How to Use oneTBB for Efficient Memory Allocation in C++ Applications

Get the Latest on All Things CODE

author-image

作者

Introduction

Dynamic memory allocation is a primary consideration when developing and optimizing any software application. It is an even tougher task in parallel applications, which have challenging demands, including:

  • Moderate memory consumption
  • Faster memory allocation and deallocation among threads
  • Keeping allocated memory hot in the CPU cache
  • Avoiding the reaching of cache-associativity limits
  • Preventing false sharing and thread contention

Numerous memory managers exhibit different efficiencies for different applications.

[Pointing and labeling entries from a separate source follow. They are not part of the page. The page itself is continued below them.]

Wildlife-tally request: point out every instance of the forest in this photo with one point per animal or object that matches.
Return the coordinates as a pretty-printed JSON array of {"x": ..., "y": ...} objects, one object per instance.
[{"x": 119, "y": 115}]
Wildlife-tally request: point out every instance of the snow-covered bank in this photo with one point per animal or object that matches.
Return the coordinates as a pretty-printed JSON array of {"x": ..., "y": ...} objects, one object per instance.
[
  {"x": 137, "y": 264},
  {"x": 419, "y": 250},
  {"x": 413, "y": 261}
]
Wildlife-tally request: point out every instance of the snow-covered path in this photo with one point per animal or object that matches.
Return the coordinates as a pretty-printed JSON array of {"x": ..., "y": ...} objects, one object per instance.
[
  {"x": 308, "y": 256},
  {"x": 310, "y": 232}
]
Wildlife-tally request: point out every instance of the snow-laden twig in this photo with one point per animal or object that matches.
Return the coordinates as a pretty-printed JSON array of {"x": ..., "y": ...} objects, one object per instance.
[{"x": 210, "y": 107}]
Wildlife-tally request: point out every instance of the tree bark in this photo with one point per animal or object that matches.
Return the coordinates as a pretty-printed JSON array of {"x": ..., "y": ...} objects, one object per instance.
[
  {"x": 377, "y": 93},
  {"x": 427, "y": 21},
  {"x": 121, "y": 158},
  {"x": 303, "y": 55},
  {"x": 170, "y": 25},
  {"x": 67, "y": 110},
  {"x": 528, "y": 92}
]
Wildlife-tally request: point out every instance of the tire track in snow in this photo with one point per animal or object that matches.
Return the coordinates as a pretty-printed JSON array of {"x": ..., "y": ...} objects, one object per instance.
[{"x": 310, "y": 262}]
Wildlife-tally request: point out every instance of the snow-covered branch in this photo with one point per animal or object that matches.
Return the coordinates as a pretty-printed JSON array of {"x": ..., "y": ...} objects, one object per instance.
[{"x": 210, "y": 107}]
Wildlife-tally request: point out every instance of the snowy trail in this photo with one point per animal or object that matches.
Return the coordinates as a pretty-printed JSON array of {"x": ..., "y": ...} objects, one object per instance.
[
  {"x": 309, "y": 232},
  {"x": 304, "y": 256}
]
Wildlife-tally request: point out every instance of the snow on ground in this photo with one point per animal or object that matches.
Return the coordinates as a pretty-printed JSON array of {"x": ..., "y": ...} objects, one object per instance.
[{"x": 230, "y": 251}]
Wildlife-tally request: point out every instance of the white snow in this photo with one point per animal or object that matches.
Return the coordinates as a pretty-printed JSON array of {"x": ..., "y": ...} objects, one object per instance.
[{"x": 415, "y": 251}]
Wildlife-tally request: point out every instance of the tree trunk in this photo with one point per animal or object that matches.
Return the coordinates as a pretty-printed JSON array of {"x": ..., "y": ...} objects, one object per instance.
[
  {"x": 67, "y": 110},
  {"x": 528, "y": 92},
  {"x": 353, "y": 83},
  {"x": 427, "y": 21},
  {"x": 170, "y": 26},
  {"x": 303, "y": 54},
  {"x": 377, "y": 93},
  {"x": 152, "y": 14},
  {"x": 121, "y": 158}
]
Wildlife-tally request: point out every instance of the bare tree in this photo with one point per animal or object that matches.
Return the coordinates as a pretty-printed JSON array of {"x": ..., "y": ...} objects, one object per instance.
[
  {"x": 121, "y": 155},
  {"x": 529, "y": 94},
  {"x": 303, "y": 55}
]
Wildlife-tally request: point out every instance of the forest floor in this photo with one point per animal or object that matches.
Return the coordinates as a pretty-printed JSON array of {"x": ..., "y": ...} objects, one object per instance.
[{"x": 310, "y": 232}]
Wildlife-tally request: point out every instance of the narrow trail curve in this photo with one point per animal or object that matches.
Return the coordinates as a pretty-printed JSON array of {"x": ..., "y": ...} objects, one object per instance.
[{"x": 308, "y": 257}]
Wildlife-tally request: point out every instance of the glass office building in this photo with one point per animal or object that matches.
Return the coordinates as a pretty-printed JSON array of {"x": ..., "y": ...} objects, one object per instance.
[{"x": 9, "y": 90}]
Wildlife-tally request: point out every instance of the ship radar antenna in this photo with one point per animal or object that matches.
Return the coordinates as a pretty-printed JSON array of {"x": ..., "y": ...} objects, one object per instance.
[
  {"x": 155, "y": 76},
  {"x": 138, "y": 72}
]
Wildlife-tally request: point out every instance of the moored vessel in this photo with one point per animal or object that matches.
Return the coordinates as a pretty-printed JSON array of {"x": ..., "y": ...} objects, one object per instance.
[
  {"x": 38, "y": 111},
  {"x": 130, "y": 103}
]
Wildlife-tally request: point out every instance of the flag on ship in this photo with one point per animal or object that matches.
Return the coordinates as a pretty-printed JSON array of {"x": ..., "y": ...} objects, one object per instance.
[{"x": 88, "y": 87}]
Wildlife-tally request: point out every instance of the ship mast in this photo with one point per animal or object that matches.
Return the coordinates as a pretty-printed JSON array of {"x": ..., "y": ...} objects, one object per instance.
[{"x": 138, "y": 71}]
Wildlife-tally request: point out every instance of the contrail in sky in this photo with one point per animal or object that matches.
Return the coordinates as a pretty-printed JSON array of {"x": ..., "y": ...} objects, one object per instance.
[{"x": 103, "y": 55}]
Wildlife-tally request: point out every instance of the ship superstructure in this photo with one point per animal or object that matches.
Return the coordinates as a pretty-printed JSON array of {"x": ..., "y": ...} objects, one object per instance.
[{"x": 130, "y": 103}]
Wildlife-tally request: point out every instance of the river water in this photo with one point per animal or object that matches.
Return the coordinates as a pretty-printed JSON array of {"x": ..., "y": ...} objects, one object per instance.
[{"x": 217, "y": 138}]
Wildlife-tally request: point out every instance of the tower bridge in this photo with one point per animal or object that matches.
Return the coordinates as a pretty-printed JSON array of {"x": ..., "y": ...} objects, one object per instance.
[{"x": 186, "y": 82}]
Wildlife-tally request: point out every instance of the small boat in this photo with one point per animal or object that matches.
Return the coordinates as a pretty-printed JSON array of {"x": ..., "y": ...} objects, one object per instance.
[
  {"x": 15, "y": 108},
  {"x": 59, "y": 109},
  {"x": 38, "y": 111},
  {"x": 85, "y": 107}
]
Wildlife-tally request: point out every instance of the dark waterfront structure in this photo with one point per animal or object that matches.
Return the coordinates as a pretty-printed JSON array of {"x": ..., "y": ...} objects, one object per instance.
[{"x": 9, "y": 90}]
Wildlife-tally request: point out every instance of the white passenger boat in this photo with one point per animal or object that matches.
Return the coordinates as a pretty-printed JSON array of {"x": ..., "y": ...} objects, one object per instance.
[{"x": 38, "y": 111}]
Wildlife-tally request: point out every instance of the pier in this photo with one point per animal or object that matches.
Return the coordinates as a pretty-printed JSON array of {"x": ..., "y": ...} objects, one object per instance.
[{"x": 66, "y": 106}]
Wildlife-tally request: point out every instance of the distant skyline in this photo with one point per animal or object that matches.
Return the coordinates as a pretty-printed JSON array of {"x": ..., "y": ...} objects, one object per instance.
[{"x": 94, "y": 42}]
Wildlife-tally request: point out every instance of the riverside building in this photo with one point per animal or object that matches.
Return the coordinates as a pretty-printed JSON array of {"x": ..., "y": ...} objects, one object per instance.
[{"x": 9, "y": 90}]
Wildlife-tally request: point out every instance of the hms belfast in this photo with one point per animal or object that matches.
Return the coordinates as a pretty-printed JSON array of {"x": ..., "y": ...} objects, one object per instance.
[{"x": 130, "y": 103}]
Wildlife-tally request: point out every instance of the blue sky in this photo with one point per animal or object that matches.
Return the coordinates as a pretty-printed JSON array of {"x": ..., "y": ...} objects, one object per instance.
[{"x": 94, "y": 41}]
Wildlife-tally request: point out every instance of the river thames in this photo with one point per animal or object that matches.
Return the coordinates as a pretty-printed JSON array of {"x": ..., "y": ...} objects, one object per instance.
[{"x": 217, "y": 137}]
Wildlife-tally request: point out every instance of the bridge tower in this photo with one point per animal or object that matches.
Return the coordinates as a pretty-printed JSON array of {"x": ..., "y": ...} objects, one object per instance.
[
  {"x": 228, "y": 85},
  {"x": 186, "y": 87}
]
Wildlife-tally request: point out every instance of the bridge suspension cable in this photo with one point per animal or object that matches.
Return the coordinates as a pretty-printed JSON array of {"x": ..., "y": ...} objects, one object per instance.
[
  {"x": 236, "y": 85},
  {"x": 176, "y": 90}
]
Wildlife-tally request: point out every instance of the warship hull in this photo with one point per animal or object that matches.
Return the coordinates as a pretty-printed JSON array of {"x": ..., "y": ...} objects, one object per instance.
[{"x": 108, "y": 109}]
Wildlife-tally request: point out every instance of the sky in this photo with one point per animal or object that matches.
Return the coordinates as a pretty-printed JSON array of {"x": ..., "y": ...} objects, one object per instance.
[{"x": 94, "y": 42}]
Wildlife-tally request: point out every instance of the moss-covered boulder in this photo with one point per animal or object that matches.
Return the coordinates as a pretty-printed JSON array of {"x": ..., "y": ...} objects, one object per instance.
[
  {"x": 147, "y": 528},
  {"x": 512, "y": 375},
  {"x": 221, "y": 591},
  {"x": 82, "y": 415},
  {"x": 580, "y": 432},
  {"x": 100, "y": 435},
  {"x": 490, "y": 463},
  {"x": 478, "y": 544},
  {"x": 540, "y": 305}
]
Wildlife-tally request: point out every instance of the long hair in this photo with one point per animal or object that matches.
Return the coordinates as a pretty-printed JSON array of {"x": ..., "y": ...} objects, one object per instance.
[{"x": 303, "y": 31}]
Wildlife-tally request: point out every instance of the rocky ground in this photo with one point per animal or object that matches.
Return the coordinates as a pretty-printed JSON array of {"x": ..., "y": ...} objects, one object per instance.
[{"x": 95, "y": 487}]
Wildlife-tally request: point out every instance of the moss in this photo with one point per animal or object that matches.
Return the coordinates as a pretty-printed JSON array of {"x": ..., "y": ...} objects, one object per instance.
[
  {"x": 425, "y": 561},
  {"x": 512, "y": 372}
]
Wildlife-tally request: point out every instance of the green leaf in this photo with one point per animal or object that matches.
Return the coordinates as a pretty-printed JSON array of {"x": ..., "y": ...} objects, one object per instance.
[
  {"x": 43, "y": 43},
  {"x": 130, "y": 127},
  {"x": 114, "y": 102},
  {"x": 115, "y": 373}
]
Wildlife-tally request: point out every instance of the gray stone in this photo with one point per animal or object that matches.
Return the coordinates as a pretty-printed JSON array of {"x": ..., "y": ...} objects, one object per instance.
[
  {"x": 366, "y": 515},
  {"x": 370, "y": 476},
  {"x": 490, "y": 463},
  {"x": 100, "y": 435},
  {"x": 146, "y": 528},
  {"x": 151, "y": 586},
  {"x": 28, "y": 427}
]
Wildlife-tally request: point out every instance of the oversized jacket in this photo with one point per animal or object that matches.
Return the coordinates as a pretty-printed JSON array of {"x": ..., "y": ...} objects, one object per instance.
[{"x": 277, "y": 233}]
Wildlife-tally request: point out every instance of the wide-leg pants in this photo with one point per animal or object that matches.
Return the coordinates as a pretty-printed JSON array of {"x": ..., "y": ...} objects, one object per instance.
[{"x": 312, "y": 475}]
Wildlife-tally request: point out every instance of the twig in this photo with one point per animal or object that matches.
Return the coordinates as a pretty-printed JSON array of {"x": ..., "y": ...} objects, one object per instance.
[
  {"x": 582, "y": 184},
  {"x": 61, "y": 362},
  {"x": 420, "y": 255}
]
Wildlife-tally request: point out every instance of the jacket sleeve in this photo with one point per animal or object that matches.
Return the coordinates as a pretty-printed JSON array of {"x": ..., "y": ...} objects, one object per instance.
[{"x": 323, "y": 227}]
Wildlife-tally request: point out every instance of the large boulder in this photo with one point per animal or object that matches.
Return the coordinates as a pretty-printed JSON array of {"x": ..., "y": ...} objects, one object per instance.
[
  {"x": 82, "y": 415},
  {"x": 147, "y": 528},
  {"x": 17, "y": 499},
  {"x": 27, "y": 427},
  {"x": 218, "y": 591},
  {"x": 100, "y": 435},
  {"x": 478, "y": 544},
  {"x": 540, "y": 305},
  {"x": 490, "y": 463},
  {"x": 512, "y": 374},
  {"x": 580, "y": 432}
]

This blog focuses on one such memory allocator provided by the Intel® oneAPI Threading Building Blocks (oneTBB) library.

oneTBB's approach maintains and expands on the API of the Standard Template Library (STL) template class std::allocator. It introduces two similar templates, scalable_allocator<T> and cache_aligned_allocator<T>, to address the critical issues in parallel programming listed above.  

oneTBB Overview

oneTBB is a flexible yet performant threading library that simplifies parallel programming in C++ across accelerated hardware. Supported for Windows*, Linux*, macOS*, and Android* applications, oneTBB can handle several tedious tasks such as adding parallelism to complex loop structures, memory allocation, and task scheduling.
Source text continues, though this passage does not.